经过上述步骤,得到纤维含量高、平整性好、层间强度高、使用寿命长的高性能PECVD载板。
实施例3
一种2D碳/碳PECVD载板的制备方法,包括如下步骤:
(1)双向碳布编织,所述双向碳布采用12k碳纤维丝束编织,碳布面密度为400g/m2;
(2)高温预处理双向碳布以提高碳纤维的表面活性,高温热处理温度为1500℃,保温2h;
(3)将热处理后的双向碳布制成酚醛树脂预浸料,其中酚醛树脂含量为42%,挥发分含量为6%,酚醛树脂为钡酚醛树脂、氨酚醛树脂、硼酚醛树脂中的一种或多种,本实施例中,酚醛树脂为钡酚醛树脂。
(4)通过滚轴压挤的方法将预浸碳布丝束展宽,丝束宽度4.4mm;
(5)预酚醛浸碳布铺层并经热压固化得到树脂基模压板,其中固化温度180℃,压力2.5MPa,酚醛预浸料铺层根据板材厚度设计,即厚度d=L*S/h,(其中L为双向碳布铺层层数,S为双向碳布面密度,h为板材所设计的纤维体积密度);
(6)碳化处理,碳化温度在760℃,保温2h;碳化过程中,树脂基板材上面施加压力以保证其碳化后具有较高的平整度,压力0.17MPa;
(7)树脂浸渍/碳化工艺增密,其中固化压力3MPa;
(8)高温处理,高温处理温度为2000℃,保温时间4h;
(9)热解炭表面涂层,2D碳/碳板材放入CVD炉中,沉积温度为1100℃,通入天然气、丙烷等碳氢化合物,以氩气为稀释气体,控制炉压为2000Pa,进行30h热解碳涂层处理;
(10)机械加工。
经过上述步骤,得到纤维含量高、平整性好、层间强度高、使用寿命长的高性能PECVD载板。
实施例4
一种2D碳/碳PECVD载板的制备方法,包括如下步骤:
(1)双向碳布编织,所述双向碳布采用12k碳纤维丝束编织,碳布面密度为450g/m2;
(2)高温预处理双向碳布以提高碳纤维的表面活性,高温预处理温度为1700℃,保温4h;
(3)将热处理后的双向碳布制成酚醛树脂预浸料,其中酚醛树脂含量为44%,挥发分含量为5%,酚醛树脂为钡酚醛树脂、氨酚醛树脂、硼酚醛树脂中的一种或多种,本实施例中,酚醛树脂为氨酚醛树脂;
(4)通过滚轴压挤的方法将预浸碳布丝束展宽,丝束宽度4mm;
(5)预酚醛浸碳布铺层并经热压固化得到树脂基模压板,其中固化温度170℃,压力2.0MPa,酚醛预浸料铺层根据板材厚度设计,即厚度d=L*S/h,(其中L为双向碳布铺层层数,S为双向碳布面密度,h为板材所设计的纤维体积密度);
(6)碳化处理,碳化温度在850℃之间,保温2h;碳化过程中,树脂基板材上面施加压力以保证其碳化后具有较高的平整度,压力0.3MPa;
(7)树脂浸渍/碳化工艺增密,其中固化压力2MPa;
(8)高温处理,高温处理温度为2200℃,保温时间4h;
(9)热解炭表面涂层,2D碳/碳板材放入CVD炉中,沉积温度为1100℃,通入天然气、丙烷等碳氢化合物,以氩气为稀释气体,控制炉压为3000Pa,进行30h热解碳涂层处理;
(10)机械加工。
经过上述步骤,得到纤维含量高、平整性好、层间强度高、使用寿命长的高性能PECVD载板。

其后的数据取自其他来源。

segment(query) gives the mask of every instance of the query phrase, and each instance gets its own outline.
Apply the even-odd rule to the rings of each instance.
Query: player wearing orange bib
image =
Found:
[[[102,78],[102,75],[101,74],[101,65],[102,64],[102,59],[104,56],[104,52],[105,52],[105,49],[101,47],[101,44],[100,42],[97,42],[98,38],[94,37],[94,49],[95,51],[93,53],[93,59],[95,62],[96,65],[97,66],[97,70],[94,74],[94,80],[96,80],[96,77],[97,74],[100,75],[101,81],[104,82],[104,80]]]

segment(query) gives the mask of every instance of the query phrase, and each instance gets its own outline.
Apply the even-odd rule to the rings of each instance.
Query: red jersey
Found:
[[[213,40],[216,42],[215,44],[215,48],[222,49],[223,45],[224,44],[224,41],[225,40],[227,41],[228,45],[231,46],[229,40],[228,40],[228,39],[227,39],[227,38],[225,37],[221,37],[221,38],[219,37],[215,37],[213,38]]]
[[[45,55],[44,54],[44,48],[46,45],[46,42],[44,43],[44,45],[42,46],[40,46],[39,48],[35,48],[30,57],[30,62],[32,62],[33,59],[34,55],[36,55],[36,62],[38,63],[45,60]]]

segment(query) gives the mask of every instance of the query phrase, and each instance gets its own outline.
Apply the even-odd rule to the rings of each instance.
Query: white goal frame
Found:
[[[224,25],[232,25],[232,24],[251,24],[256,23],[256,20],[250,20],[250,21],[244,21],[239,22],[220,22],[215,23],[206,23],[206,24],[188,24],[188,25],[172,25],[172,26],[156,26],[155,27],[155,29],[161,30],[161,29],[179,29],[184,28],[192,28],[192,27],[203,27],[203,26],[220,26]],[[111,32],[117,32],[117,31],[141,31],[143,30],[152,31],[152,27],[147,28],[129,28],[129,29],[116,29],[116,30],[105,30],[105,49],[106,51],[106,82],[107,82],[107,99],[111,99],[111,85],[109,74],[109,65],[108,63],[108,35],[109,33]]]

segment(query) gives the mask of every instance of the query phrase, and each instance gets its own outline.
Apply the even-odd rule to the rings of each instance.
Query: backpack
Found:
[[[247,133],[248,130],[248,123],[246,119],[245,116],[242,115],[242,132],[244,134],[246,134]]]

以上所述仅为本发明的较佳实施例而已,并不用以限制本发明,凡在本发明的精神和原则之内所作的任何修改、等同替换和改进等,均应包含在本发明的保护范围之内。
Claims (10)
1.一种2D碳/碳PECVD载板的制备方法,包括如下步骤:
1)将T700级12k碳纤维编织成平纹碳布;
2)对所述12K平纹碳布进行高温活化处理;
3)将所述高温处理过的平纹碳布制备成酚醛树脂预浸料;
4)通过挤压的方法将所述酚醛树脂预浸料丝束展宽;
5)所述酚醛树脂预浸料铺层后经热压固化成型得到树脂基模压板;
6)碳化处理;
7)树脂浸渍-碳化工艺增密,包括真空浸渍-压力浸渍-压力固化-碳化工艺增密;
8)石墨化处理制得2D碳/碳复合材料板材;
9)将所述2D碳/碳复合材料板材进行表面热解炭涂层处理;
10)机加工。
2.根据权利要求1所述的一种2D碳/碳PECVD载板的制备方法,其特征在于,所述步骤1)中所述平纹碳布面密度为360~450g/m2。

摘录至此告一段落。